Tired of the superhero grind? Ready for something weird? Never fear, The Lobster is here!

No, The Lobster is not an obscure X-Man—although maybe Marvel should look into it. It’s Colin Farrell, and when this dark, surreal comedy begins, he’s not a lobster yet. He’s just a sad, recently single guy named David checking into a hotel. But it’s quickly apparent that this hotel has some special features. For one thing, there’s a rifle that shoots tranquilizer darts hung over the bed. For another, everyone in the hotel is single like David, and they’re all varying degrees of sad about it, because if they can’t find a mate in 45 days, a strange fate awaits. But, as the Hotel Manager (Olivia Colman) says, “The fact that you will be transformed into an animal should not alarm you.”

But at least they get to choose what kind of animal their undatable selves will be transformed into. Most people choose to become dogs, but David wants to be a lobster, because, he says, they can live for a hundred years. His choice earns him a compliment from the Hotel Manager, who like most of the cast assembled by director Yorgos Lanthimos, is an expert at the particularly British art of getting a laugh by saying emotionally charged things in a detached deadpan.

Rachel Weisz and Colin Farrell aren’t monkeying around with love in Lanthimos’ The Lobster.

As if being forced to look for a life partner in a room full of identically dressed, frumpy people dancing to the universe’s worst party band isn’t bad enough, there’s the matter of the tranq dart guns. It turns out, checking into the Hotel is not voluntary. All citizens of The City without a husband or wife are sent there to face the mating ultimatum. Naturally, some run, choosing life in the woods as radical singles. The Hotel’s denizens are led into the woods on periodic hunting parties to track down and tranquilize fugitive singles, who are then dragged back to the Hotel for animalization. Bag a single, and you get an extra day added onto your stay at the Hotel. Some people, like the Heartless Woman (Angeliki Papoulia) have extended their lives indefinitely by becoming ruthless players of the Most Dangerous Game.

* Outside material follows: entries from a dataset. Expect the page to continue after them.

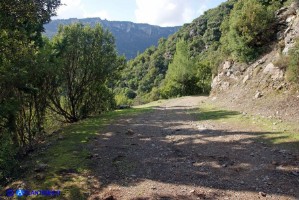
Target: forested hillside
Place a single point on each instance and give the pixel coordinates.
(44, 82)
(184, 63)
(78, 73)
(130, 38)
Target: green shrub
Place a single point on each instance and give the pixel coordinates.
(8, 161)
(292, 72)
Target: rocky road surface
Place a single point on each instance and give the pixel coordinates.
(169, 154)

Lanthimos’ strange creation sets a similarly dark, humorous tone as Terry Gilliam’s masterpiece Brazil. But lacking Gilliam’s extravagant budget, his absurdities are more grounded in the familiar. There’s a lot going on underneath the surface of The Lobster. As it was unfolding, I began to take it as an allegory for the age of internet romance: Social norms that used to be enforced invisibly are now formalized when everyone is forced into the same online arenas to meet people they might be attracted to. Not that the old system of meeting random people in bars produced any better outcomes, but at least it was unmediated by invisible tech companies whose motives we are pretty sure don’t align with our own. David is constantly being pulled by opposing forces which cannot be reconciled, no matter how he tries to adapt. When he’s in the hotel, he tries to connect with the Heartless Woman, because he has to hook up with somebody. Later, when he’s fled to the woods, he meets his soul mate (Rachel Weisz), but they have to go to hilarious lengths to keep their love secret from the radical individualists of the forest.

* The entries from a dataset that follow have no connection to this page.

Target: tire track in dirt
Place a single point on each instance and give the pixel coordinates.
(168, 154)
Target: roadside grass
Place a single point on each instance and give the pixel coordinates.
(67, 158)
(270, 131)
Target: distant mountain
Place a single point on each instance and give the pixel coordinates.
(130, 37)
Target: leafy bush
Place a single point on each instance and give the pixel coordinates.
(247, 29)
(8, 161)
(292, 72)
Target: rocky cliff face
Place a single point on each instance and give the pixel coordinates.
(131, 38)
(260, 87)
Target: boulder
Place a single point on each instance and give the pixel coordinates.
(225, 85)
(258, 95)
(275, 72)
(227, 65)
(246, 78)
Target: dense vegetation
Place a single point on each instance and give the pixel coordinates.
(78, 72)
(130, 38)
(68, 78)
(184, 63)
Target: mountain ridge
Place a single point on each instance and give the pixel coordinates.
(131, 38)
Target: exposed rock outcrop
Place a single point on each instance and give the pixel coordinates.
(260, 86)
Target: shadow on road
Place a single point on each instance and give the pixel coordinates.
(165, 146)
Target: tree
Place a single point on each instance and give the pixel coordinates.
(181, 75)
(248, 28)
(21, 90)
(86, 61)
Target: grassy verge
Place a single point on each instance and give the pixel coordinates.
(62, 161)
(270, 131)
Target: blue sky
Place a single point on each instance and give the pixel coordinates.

To call Lanthimos’ film “quirky” is a dramatic understatement. The Lobster is that rare idiosyncratic film that remains emotionally accessible, largely thanks to a carefully honed lead performance by Farrell and some timely help from John C. Reilly as another hopeless schlub on the fast track to dog town. In a summer where theaters are plagued by Batman Poisoning, The Lobster is a suitable antidote.